Tobias-Fischer / rt_gene

RT-GENE: Real-Time Eye Gaze and Blink Estimation in Natural Environments
http://www.imperial.ac.uk/personal-robotics
Other
365 stars 68 forks source link

RT_BENE CSV duplicates introducing sampling bias #56

Closed ahmed-alhindawi closed 4 years ago

ahmed-alhindawi commented 4 years ago

Hi all, I've noticed that there are duplicates in the CSV files related to training; an example of this is s000_blink_labels.csv row 13983 and 13984:

While RTBeneDataset.py removes indeterminately labeled samples (i.e. any label of 0.5 is discarded), the following row is labeled as 0.0 and is thus used for training.

I'm not sure how this affects results but I would suggest that the 0.5 and 0.0 labels be removed all together?

I'll sanitise the data personally and create a pull request but I thought I would converse here about it...

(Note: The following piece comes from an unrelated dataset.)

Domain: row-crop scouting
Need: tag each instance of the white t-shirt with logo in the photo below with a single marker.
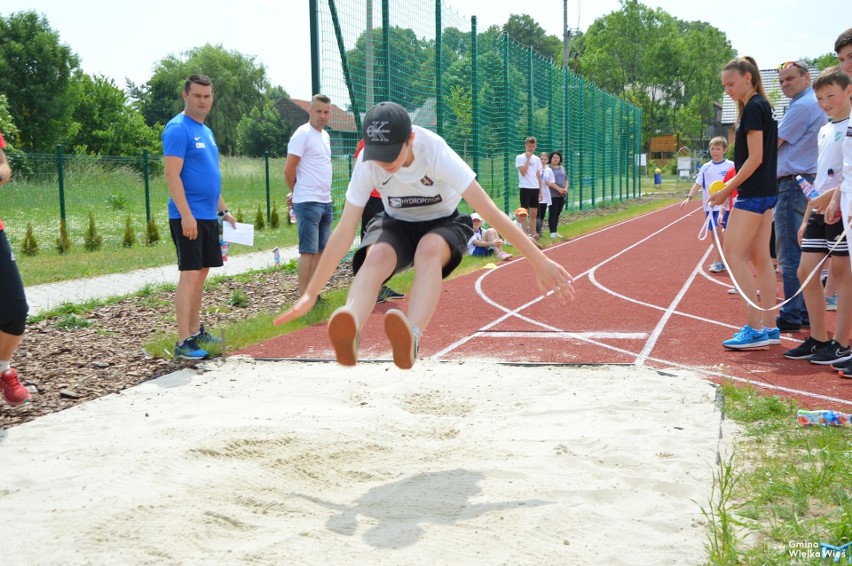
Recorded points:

Tobias-Fischer commented 4 years ago

@Twarz: It seems something went wrong when creating the csv files. Could you please check and re-create the csv files properly without duplicates contained? It seems like every single "uncertain" sample (label 0.5) has subsequently another line with label 0.0.

@ngageorange: Regarding the pull request: 1) How the hell are people (including you) able to write R code? So cryptic :face_with_thermometer: 2) It removes all the uncertain labels, but someone might want to use them. So let's wait for @Twarz so provide a proper fix (which seems like just removing all lines that follow a 0.5 line).

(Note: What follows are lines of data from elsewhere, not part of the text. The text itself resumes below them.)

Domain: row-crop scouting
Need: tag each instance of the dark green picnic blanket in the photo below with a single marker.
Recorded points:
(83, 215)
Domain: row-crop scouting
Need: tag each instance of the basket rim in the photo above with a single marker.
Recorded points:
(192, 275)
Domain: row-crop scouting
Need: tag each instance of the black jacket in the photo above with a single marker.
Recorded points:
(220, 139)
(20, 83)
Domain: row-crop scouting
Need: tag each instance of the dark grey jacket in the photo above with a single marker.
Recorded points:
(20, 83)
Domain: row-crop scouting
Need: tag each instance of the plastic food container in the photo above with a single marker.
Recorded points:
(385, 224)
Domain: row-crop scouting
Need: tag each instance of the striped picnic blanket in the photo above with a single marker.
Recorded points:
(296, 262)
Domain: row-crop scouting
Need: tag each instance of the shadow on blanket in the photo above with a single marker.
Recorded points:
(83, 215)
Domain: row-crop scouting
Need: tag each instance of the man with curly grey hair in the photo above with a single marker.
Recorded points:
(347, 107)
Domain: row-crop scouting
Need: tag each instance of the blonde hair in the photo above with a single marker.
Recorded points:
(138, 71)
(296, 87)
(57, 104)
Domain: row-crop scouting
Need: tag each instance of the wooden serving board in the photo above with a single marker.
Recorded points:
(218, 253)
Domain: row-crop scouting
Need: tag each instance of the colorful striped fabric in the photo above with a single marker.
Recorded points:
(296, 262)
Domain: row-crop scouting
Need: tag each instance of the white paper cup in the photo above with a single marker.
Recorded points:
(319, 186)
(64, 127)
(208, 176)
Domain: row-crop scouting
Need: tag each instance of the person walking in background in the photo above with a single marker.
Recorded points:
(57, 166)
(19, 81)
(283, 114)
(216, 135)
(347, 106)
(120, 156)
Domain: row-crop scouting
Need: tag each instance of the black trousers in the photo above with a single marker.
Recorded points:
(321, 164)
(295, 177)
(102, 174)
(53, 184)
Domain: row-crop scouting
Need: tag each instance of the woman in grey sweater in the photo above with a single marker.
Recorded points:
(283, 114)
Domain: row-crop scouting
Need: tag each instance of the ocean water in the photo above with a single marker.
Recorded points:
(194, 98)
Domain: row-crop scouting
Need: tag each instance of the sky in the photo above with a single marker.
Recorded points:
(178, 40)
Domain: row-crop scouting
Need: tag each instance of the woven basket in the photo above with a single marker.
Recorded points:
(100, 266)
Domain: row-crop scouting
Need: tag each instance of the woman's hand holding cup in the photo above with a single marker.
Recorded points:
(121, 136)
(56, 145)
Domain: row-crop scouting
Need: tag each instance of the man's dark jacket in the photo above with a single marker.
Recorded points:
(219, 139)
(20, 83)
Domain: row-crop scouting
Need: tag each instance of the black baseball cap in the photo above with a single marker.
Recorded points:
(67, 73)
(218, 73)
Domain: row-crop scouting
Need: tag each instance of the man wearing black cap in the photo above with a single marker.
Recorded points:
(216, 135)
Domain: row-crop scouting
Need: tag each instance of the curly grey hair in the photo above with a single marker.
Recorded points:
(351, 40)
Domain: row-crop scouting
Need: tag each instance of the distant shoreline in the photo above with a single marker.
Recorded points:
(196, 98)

ahmed-alhindawi commented 4 years ago

R is phenomenal, only lesser humans can't read it 😝

Yes it does remove all uncertain labels and then the 0.0 following it; the presumption here is that it's either 0.5 (thus will be discarded) or that it should be 0.5 as there is uncertainty between people and thus should be discarded anyway.

I can happily change the R code to keep a 0.5.

Tobias-Fischer commented 4 years ago

Up to @Twarz whether he wants to fix it.

KevinCortacero commented 4 years ago

Hey @ngageorange , @Tobias-Fischer, fix is on progress, should be pushed soon :)

Tobias-Fischer commented 4 years ago

@ngageorange: Can we remove the obsolete branch?